It also means the death of jobs for sysadmins that only know how to go in tweak *.conf files and reboot servers. So, I guess that sucks for you.
1) Automation doesn't have to be complete automation. I can use Chef tools like knife-ssh to run a single command on every one of our boxes in near-real time. This might not be automated to the extent that the OP is referring but it's 99.8% more efficient than logging into 500 boxes to do it (or 200,000 in Facebook's case). If you can get 99.8% with ease, it may not be worth pre-automating for that final 0.2%.
2) Knowing what is worth automating comes from experience. If I have to do something nasty once, it might be a total waste of time to automate it. There are lots of one-off things I type at a command prompt that are quicker to run than to automate. I think being so dogmatic about automation as to say you should never run things at a command line requires you to spend peple's time non-optimally.
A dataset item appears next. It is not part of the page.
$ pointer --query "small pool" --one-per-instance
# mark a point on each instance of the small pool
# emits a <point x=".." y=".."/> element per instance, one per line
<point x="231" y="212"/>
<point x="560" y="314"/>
When developing an application for example, it's often necessary to SSH in to play with some things. But once you've ready to go to production, you want as much automation as possible. Forcing yourself to not use SSH will quickly show you where you aren't automated.
I've added a link to this thread to my tip, and expanded on it a little to warn people that it's not for everyone.
The idea is that if a user can't SSH in (at least not without modifying the firewall rules to allow it again), it will force them to try and automate what they were going to do instead. It worked well for me, but it's probably not for everyone.
And make it Wiki-ized.
Just go with a PaaS, like Heroku or AppEngine, and forget about this sysadmin crap.
Without this “sysadmin crap” you would not have your precious PaaS.
>Without this “sysadmin crap” you would not have your precious PaaS.
The difference being that I don't have to deal with the “sysadmin crap”.